Came across a new issue when I upgraded to Ray 1.7
I am currently serving some resnet models and using fastapi (with uvicorn server) for the http api interface to the models.
I start the “system” with ray start --head
and serve -n MY_NAMESPACE start
and then uvicorn my.app
Prior to 1.7, if I started the application this way, stopped the uvicorn server and then restarted uvicorn (say for a code change or with using the --reload flag), everything “worked”. After the Ray 1.7 upgrade when I stop the uvicorn server and restart (ray and serve processes are not stopped), I get an error as follows:
ray::ServeController.deploy() (pid=3633, ip=192.168.1.21, repr=<ray.serve.controller.ServeController object at 0x1a9e64190>)
File "/usr/local/Cellar/python@3.9/3.9.6/Frameworks/Python.framework/Versions/3.9/lib/python3.9/concurrent/futures/_base.py", line 438, in result
return self.__get_result()
File "/usr/local/Cellar/python@3.9/3.9.6/Frameworks/Python.framework/Versions/3.9/lib/python3.9/concurrent/futures/_base.py", line 390, in __get_result
raise self._exception
File "/Users/me/.virtualenvs/myapp/lib/python3.9/site-packages/ray/serve/controller.py", line 261, in deploy
goal_id, updating = self.backend_state_manager.deploy_backend(
File "/Users/me/.virtualenvs/myapp/lib/python3.9/site-packages/ray/serve/backend_state.py", line 1320, in deploy_backend
return self._backend_states[backend_tag].deploy(backend_info)
File "/Users/me/.virtualenvs/myapp/lib/python3.9/site-packages/ray/serve/backend_state.py", line 756, in deploy
self._save_checkpoint_func()
File "/Users/me/.virtualenvs/myapp/lib/python3.9/site-packages/ray/serve/backend_state.py", line 1257, in _save_checkpoint_func
self._kv_store.put(
File "/Users/me/.virtualenvs/myapp/lib/python3.9/site-packages/ray/serve/storage/kv_store.py", line 51, in put
ray_kv._internal_kv_put(self.get_storage_key(key), val, overwrite=True)
File "/Users/me/.virtualenvs/myapp/lib/python3.9/site-packages/ray/experimental/internal_kv.py", line 86, in _internal_kv_put
updated = ray.worker.global_worker.redis_client.hset(
File "/Users/me/.virtualenvs/myapp/lib/python3.9/site-packages/redis/client.py", line 3050, in hset
return self.execute_command('HSET', name, *items)
File "/Users/me/.virtualenvs/myapp/lib/python3.9/site-packages/redis/client.py", line 900, in execute_command
conn.send_command(*args)
File "/Users/me/.virtualenvs/myapp/lib/python3.9/site-packages/redis/connection.py", line 725, in send_command
self.send_packed_command(self.pack_command(*args),
File "/Users/me/.virtualenvs/myapp/lib/python3.9/site-packages/redis/connection.py", line 717, in send_packed_command
raise ConnectionError("Error %s while writing to socket. %s." %
redis.exceptions.ConnectionError: Error 41 while writing to socket.
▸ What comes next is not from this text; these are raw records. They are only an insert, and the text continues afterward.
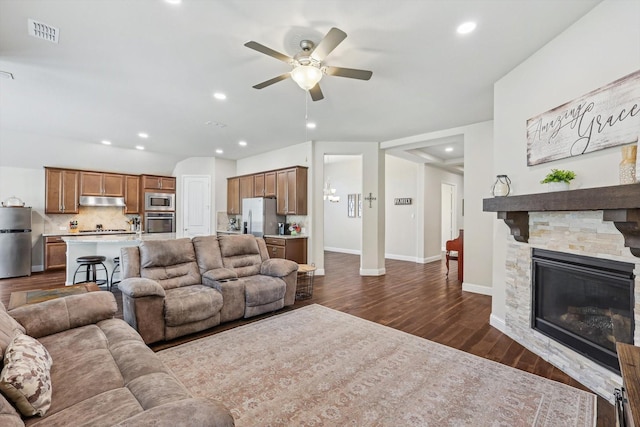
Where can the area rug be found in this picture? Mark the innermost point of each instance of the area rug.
(315, 366)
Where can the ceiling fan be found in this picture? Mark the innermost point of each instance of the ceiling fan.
(308, 67)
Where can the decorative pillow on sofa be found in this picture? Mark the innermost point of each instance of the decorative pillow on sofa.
(26, 376)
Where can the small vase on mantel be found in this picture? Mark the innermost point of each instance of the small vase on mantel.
(628, 164)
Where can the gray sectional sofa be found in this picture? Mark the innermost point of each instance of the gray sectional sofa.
(102, 373)
(176, 287)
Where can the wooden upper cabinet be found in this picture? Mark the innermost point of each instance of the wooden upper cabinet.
(246, 188)
(291, 191)
(258, 185)
(233, 196)
(61, 191)
(101, 184)
(270, 184)
(131, 194)
(164, 183)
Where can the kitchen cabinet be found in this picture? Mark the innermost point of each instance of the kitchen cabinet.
(291, 191)
(265, 184)
(55, 253)
(294, 249)
(61, 191)
(233, 196)
(131, 194)
(164, 183)
(246, 188)
(270, 184)
(101, 184)
(258, 185)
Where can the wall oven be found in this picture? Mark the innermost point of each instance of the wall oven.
(160, 222)
(159, 202)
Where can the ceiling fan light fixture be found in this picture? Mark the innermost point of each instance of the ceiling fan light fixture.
(306, 76)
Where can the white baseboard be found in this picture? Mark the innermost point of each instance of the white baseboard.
(498, 323)
(413, 259)
(477, 289)
(373, 271)
(343, 251)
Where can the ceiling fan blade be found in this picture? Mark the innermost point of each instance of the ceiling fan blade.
(268, 51)
(316, 93)
(351, 73)
(333, 38)
(272, 81)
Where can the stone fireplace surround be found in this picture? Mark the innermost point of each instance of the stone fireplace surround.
(570, 222)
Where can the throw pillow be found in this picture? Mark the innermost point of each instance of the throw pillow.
(26, 376)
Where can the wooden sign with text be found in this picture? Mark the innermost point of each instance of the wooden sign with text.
(604, 118)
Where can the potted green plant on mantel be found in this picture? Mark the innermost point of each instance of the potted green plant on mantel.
(558, 179)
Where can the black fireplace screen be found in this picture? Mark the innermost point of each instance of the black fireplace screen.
(585, 303)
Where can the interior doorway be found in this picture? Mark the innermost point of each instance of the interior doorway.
(448, 215)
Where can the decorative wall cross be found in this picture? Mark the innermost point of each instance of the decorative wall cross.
(370, 199)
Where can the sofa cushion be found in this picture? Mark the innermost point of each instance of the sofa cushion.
(161, 253)
(208, 253)
(26, 376)
(191, 304)
(260, 290)
(241, 254)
Protocol wrong type for socket.
Once I get this error, I need to serve shutdown
and ray stop
and then restart everything to get the whole application running again.
Not sure if this is a bug or if I was just never cleaning up my models properly and then that got me to thinking, what is the “right” way to handle application reloads/restarts.
When I close my application, should I delete all the server deployments and redeploy on each application start? That seems fine for a single node app, but If you have multiple nodes running and restart one, it doesn’t seem like the model deployments should be removed.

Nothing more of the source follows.